SGLT2 Inhibitors Increase the Risk of Diabetic Ketoacidosis Developing in the Community and During Hospital Admission.

Abstract

Diabetic ketoacidosis (DKA) has been associated with the use of sodium glucose cotransporter 2 inhibitors (SGLT2i). To determine the incidence, characteristics and outcomes of DKA in SGLT2i-users vs non-users with type 2 diabetes. Retrospective, multi-center, controlled cohort study. All public hospitals in Melbourne and Geelong (combined population 5 million), Australia, from 1 September 2015 - 31 October 2017. Consecutive cases of DKA that developed in the community, or during the course of hospital admission, in patients with type 2 diabetes. In SGLT2i users vs non-users: (i) Odds ratio of DKA developing during hospital admission and (ii) Incidence of DKA. There were 162 cases of DKA (37 SGLT2i users and 125 non-SGLT2i users) with a physician-adjudicated diagnosis of type 2 diabetes.
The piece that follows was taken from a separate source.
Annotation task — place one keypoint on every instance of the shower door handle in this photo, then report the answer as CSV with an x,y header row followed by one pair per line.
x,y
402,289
Of these, DKA developed during the course of inpatient admission in 14 (38%) SGLT2i users vs two (2%) non-SGLT2i users, (odds ratio 37.4 [95% CI 8.0-175.9], p<0.0001). The incidence of diabetic ketoacidosis was 1.02/1000 (95% CI 0.74-1.41/1000) in SGLT2i users vs 0.69/1000 (0.58-0.82/1000) in non-SGLT2i users (odds ratio 1.48 (1.02-2.15), p=0.037). Fifteen SGLT2i users (41%) had peak blood glucose <250 mg/dl (14 mmol/l) compared to one (0.8%) non-SGLT2i user (p<0.001). SGLT2i users were more likely to develop DKA as an inpatient compared to non-SGLT2i users. SGLT2i use was associated with a small, but significant increased risk of DKA.